A celui qui est aidant lui-même et qui tient à cœur toutes ces fonctions, LusoJornal a demandé de s’exprimer sur notre situation actuelle.

 

Que faites-vous actuellement?

Après avoir géré les annulations et les reports d’événements comme le lancement, en avril, de la CCIFP Hauts-de-France dans un lieu symbolique, le Centre d’entraînement du club de football de Lille (LOSC), je respecte strictement les règles de confinement, en travaillant de chez moi, pour préserver mon entourage et assurer au quotidien ma fonction d’aidant d’une personne en situation d’handicap. Nous devons absolument être tous solidaires du personnel médical qui est en première ligne, en France et au Portugal, de cette guerre virale et je tiens vivement à leur rendre hommage. Je fais également le relais des autorités portugaises, comme l’annulation des commémorations de la Bataille de la Lys et surtout les consignes et les dispositions du Portugal vis-à-vis du Covid-19. Il est notamment demandé par les autorités portugaises de respecter les règles de confinement décrétées par les autorités françaises et de ne pas partir au Portugal, si sa résidence principale est en France. L’État d’urgence a été décrété au Portugal et toute entrée au Portugal est par ailleurs sujette à une quarantaine obligatoire.

 

La situation actuelle vous préoccupe t’elle?

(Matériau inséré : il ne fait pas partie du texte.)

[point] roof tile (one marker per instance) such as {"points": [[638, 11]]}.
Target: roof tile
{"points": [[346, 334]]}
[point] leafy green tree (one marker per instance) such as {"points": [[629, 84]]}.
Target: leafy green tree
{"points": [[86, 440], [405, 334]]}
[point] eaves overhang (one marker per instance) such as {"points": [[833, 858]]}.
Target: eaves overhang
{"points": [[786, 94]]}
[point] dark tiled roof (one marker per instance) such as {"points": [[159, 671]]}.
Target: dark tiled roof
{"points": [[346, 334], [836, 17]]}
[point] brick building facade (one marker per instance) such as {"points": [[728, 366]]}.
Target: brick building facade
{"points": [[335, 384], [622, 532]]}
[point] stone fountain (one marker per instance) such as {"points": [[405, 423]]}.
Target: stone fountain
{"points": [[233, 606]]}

Bien évidemment, nous sommes face à une situation de crise sanitaire mondiale que l’on pensait ne voir que dans des films de science-fiction. La liste quotidienne des décès et les personnes de notre connaissance touchées, nous ramènent à une triste réalité et montrent que personne n’est à l’abri de ce virus. Il faut donc faire preuve de discipline et respecter le plus possible les règles sanitaires. Outre cette catastrophe humaine, je m’inquiète également pour l’économie mondiale, nos entreprises et nos emplois. Cette crise est également économique et n’épargnera pas non plus le Portugal malgré une belle dynamique économique depuis ces dernières années. Le tourisme et les exportations représentent en effet 60% de son PIB. Pour autant il faut rester positif, les solidarités nationales et européennes joueront. Le Portugal a aussi misé sur l’avenir en préparant sa transition écologique par des investissements réalisés dans les énergies renouvelables, l’économie circulaire, les nouvelles technologies… et nous devons faire confiance à la science pour que cette pandémie soit le plus rapidement stoppée. Les crises sont aussi source d’innovation. Le Portugal est un bel exemple de créativité et on peut rendre hommage au peuple portugais qui sait faire preuve de solidarité dans les moments difficiles.

 

Quand la situation reviendra à la normal, qu’attendez-vous du «nouveau monde»?

Le désir de vivre est toujours le plus fort dans une crise et j’attends de ce nouveau monde qui soit plus humain, plus solidaire, plus sûr et que l’on se concentre au fond sur l’essentiel. Le jour d’après, il nous appartiendra de construire ensemble notre modèle européen. Chateaubriand disait: «les moments de crise produisent un redoublement de vie chez les hommes».